Equoid Application Settings

Equoid’s system configuration and tuning parameters are described below.

Data Publisher

DATA_URL_PRIMARY - URL of either full dataset or list of all field values for the linear and single OP_MODE settings, respectively.

DATA_URL_SECONDARY - URL of all field values for the dual OP_MODE setting.

OP_MODE - Operating mode: single for a list of field values from which random elements will be generated, dual for two lists of field values from which random elements will be generated, linear for a dataset meant to be read in sequence and transmitted.

Data Handler

WINDOW_SECONDS - Size, in seconds of window for which the top-k elements should be determined.

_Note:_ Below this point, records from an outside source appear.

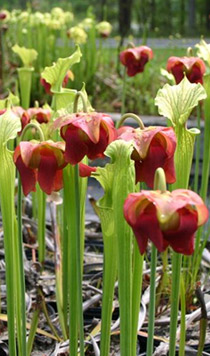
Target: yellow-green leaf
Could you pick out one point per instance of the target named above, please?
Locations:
(27, 55)
(55, 74)
(177, 101)
(10, 100)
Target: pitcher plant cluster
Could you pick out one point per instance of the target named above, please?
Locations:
(146, 207)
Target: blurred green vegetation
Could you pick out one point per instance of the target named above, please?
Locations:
(156, 17)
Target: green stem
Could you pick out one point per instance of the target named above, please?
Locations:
(124, 92)
(33, 126)
(150, 341)
(164, 278)
(160, 184)
(80, 95)
(58, 268)
(65, 267)
(138, 260)
(133, 116)
(203, 322)
(32, 333)
(183, 313)
(72, 211)
(197, 154)
(79, 260)
(41, 197)
(176, 272)
(44, 309)
(206, 156)
(7, 179)
(20, 280)
(109, 276)
(204, 185)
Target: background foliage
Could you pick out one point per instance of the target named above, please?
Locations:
(157, 17)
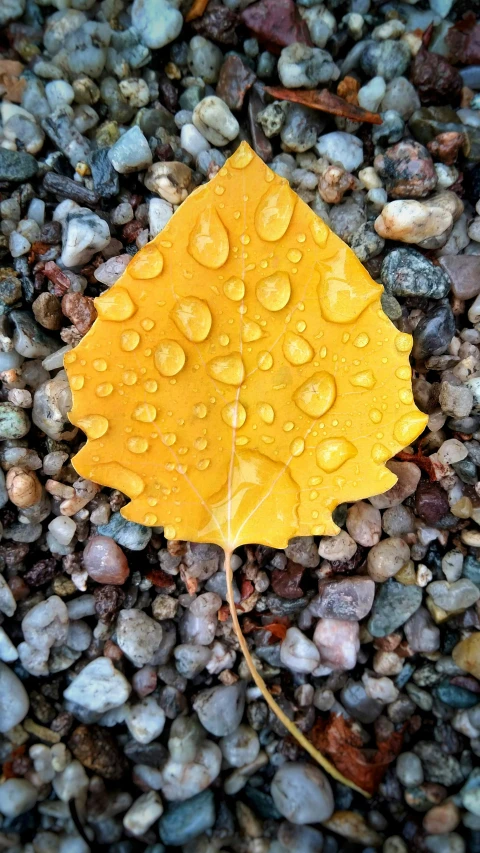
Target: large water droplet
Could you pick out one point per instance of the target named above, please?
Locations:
(193, 318)
(129, 340)
(333, 452)
(208, 242)
(296, 349)
(409, 427)
(169, 358)
(115, 304)
(364, 379)
(266, 412)
(317, 395)
(297, 447)
(251, 331)
(227, 368)
(274, 212)
(264, 360)
(137, 444)
(242, 157)
(94, 426)
(145, 412)
(234, 414)
(274, 291)
(234, 289)
(146, 264)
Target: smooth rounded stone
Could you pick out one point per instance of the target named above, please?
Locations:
(412, 221)
(220, 709)
(348, 599)
(390, 130)
(51, 403)
(298, 653)
(192, 140)
(99, 687)
(304, 551)
(14, 701)
(143, 813)
(157, 22)
(387, 59)
(138, 635)
(17, 166)
(105, 561)
(360, 706)
(338, 642)
(401, 96)
(185, 821)
(29, 339)
(241, 747)
(421, 632)
(131, 152)
(433, 333)
(182, 780)
(14, 422)
(394, 605)
(406, 272)
(145, 720)
(387, 558)
(342, 149)
(366, 243)
(17, 796)
(409, 769)
(84, 234)
(127, 534)
(455, 596)
(364, 524)
(215, 121)
(464, 273)
(191, 658)
(302, 793)
(340, 547)
(371, 94)
(303, 66)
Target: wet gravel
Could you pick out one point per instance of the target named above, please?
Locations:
(128, 718)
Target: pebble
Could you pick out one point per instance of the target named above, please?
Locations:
(386, 558)
(14, 702)
(364, 524)
(17, 796)
(99, 687)
(298, 653)
(303, 66)
(105, 561)
(215, 121)
(406, 272)
(157, 22)
(342, 149)
(338, 643)
(183, 822)
(302, 793)
(393, 606)
(139, 636)
(387, 59)
(85, 233)
(131, 152)
(220, 709)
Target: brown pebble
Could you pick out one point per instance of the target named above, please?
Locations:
(47, 311)
(23, 487)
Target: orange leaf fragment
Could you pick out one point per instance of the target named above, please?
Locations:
(322, 99)
(230, 385)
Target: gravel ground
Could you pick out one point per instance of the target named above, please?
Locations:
(128, 718)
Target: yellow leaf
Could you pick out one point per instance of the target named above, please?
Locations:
(246, 353)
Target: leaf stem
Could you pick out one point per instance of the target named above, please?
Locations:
(294, 731)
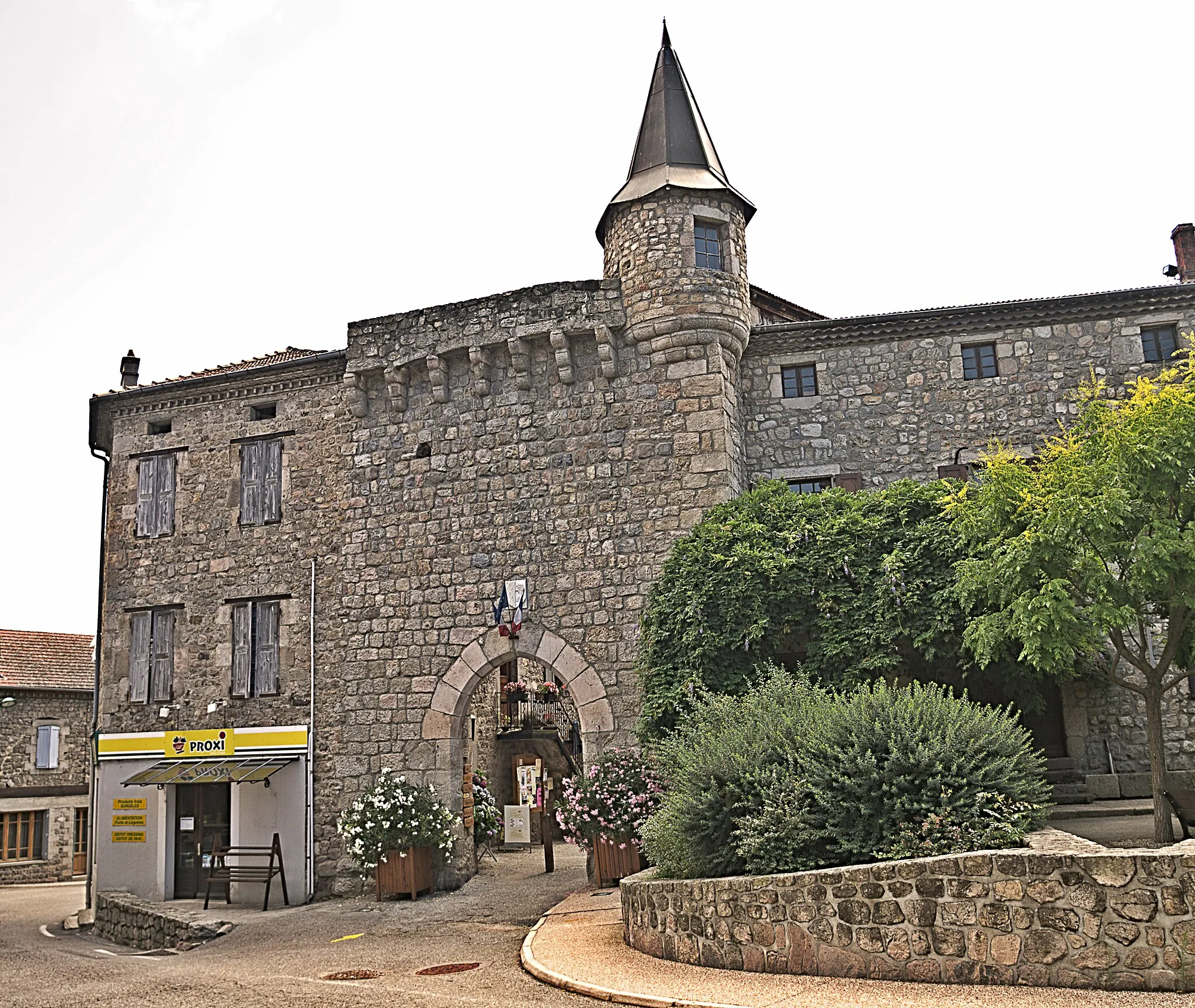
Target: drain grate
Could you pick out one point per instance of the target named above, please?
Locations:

SLIDE_SECONDS - Size, in seconds, of the amount to slide the sample window by each iteration.

BATCH_SECONDS - Size, in seconds, of the batch size to be acquired from the broker.

OP_MODE - As with the data publisher, single for a list of field values from which random elements will be generated, dual for two lists of field values from which random elements will be generated, linear for a dataset meant to be read in sequence and transmitted.

Settings for Examples

Single-field sales messages generated from a set of possible values for item ID as provided by UCI dataset
Dual-field sales messages generated from a set of possible values for item ID and country as provided by UCI dataset
Single-field sales messages sent in order as provided in the UCI dataset

Usage

Web Interface

With all the microservices running, you can now view a visualization of the data stream’s top-ks for the parameters you have chosen. By browsing to the OpenShift web UI for your cluster, logging in, and looking at your project’s overview, you should see a pod/application named equoid-ui with an associated URI. You could also run oc get routes from the command line to get the URI. By browsing to the address, you will then be at the initial splash screen for your equoid system, as shown in the following:

Alt text

By clicking on "sign in" you will be taken to the login screen. You can log in using either of the default credential sets listed on the login page, then click on the graph tab. You should see a visualization of your stream’s data which updates periodically. Similar to the following figure, which shows an example of Equoid determining the top-3 items for 20 second windows. By hovering over areas of the graph, a breakdown of the items within received within the time window are displayed, as shown in the figure.

Alt text

In addition, you can add a new frequent item by entering an item ID in the textbox on the left of the page and then clicking on the add button. Finally, you can add another data handler via the oc command, and a bash script is included in the equoid-openshift Github repo to facilitate additional data handler instances. Once these are up and running, the web UI will automatically add their data in a separate graph tab.

Expansion

Multi-field specification and selection

One potentially useful feature would be to provide a means for specifying a priori the format of messages such that individual fields or combinations of fields could be considered for top-k analysis.

Another would be to expand on parameter tuning, some further analysis of the incoming data stream to guide parameter settings, for example.

Videos

No videos are available for this application.